With Mr Blair, the circumstances are different but the motivation is the same: to eliminate speculation about his successor and to consolidate his position as leader. With Mr Major, the move failed to produce its intended effect. He survived as Prime Minister but his party was, if anything, even more troubled in 1995-97 than it had been in the previous three years.

Far from safeguarding his position, Mr Blair has succeeded in declaring open season on himself for the entire period of the third term, if it comes about. It may be that we shall witness some dark deeds or, at the very least, some sharp practices in the years or even the months that lie ahead.
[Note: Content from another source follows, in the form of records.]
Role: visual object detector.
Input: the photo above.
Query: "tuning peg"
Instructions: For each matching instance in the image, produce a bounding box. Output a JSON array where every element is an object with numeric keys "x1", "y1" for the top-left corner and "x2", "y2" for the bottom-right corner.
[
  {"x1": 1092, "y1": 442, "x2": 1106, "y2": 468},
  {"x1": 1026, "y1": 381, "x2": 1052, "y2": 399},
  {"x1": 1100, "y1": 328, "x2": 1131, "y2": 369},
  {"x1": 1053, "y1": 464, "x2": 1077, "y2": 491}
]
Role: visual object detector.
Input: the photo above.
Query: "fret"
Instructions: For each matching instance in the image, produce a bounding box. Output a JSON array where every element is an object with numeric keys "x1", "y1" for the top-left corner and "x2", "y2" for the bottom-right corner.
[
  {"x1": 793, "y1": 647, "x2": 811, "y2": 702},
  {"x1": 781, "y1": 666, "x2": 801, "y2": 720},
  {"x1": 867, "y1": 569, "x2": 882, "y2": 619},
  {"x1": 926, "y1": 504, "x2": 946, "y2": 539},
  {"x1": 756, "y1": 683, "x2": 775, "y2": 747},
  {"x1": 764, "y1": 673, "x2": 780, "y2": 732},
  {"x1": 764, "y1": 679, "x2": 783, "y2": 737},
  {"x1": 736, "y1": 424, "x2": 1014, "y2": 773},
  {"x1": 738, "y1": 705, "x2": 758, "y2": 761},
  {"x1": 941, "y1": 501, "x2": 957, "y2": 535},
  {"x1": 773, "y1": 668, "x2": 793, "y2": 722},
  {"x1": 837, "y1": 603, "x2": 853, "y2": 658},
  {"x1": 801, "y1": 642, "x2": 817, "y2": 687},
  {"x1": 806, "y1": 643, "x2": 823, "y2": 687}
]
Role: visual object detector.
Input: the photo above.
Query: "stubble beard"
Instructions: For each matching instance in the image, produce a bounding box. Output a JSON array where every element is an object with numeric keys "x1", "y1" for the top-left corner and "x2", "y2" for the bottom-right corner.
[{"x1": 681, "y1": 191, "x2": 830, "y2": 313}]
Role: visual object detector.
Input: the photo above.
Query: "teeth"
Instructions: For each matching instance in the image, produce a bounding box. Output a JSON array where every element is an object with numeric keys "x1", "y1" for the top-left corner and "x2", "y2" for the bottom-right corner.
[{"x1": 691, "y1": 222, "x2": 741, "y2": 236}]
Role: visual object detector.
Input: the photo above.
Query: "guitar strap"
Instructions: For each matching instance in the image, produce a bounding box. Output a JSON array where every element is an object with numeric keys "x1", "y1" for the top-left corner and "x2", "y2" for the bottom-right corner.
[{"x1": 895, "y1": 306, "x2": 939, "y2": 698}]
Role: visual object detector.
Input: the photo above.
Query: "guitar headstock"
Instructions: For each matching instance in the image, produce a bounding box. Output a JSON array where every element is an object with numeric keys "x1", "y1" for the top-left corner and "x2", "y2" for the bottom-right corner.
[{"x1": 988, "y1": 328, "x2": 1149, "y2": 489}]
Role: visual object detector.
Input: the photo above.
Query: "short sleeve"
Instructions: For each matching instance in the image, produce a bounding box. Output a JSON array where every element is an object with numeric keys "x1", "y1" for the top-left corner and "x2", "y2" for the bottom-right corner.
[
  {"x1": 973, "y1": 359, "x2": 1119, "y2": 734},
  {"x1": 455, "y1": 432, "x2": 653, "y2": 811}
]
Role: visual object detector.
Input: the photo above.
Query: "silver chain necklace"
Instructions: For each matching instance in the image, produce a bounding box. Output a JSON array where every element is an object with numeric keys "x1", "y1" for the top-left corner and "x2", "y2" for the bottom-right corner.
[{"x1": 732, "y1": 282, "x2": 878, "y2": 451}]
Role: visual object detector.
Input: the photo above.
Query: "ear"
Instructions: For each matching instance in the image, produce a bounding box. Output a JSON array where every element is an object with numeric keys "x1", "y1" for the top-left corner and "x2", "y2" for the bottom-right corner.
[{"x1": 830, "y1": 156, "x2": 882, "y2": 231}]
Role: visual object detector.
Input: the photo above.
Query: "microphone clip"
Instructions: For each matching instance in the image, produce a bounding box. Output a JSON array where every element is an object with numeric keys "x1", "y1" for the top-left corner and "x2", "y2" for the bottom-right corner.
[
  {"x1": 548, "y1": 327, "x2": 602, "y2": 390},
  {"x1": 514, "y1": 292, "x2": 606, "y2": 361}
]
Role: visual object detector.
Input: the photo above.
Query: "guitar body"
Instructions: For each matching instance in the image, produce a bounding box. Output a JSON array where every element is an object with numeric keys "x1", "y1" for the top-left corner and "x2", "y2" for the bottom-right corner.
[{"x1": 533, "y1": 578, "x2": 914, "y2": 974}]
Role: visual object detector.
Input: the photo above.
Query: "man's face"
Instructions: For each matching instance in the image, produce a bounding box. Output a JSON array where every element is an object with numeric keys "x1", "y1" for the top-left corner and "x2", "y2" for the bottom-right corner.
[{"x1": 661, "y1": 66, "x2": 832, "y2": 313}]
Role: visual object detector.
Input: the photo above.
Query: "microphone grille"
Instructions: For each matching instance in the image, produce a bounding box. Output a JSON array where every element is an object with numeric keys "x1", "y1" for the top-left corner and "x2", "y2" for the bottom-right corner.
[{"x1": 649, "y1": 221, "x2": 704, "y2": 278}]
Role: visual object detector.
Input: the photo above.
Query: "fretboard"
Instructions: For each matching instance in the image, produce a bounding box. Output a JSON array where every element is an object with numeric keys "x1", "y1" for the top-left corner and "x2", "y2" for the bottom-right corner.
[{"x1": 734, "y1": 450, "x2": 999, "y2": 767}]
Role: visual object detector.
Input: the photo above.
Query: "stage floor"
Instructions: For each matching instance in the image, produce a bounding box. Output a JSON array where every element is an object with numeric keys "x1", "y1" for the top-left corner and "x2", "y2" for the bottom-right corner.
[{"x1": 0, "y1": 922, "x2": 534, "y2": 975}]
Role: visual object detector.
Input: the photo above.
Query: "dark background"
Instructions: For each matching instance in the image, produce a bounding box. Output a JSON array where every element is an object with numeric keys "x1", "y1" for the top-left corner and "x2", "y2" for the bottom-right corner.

There was - or could have been - an illustration of sharp practice at last week's Nuremberg rally of the better sort.

A Labour Prime Minister can be challenged by means of a card vote, passed by a simple majority, at the party conference. The challenger must then secure the backing of 20 per cent of the parliamentary party, whereupon the contest is decided by the new version of the old electoral college (for it is one of the great myths of modern politics that New Labour has adopted a system of one member, one vote). There was no real chance that Mr Blair's leadership would be so challenged at Brighton. But the apparatchiks, to be on the safe side, laid down beforehand that the initiative had to come first from the required number of Labour MPs. For this the rules provide no warrant at all: it is the conference which has to act as the starting pistol, not the parliamentary party.

By making vaguely Labourist noises, Mr Blair succeeded in securing the good offices of the assorted Kevins and Dereks - they used to be Bills and Berts - who now control the card vote. This was shown in the debate on Iraq. It would have been demonstrated likewise if any malcontent had tried to challenge Mr Blair's position. He would be foolish to assume that this happy state of affairs will go on for ever.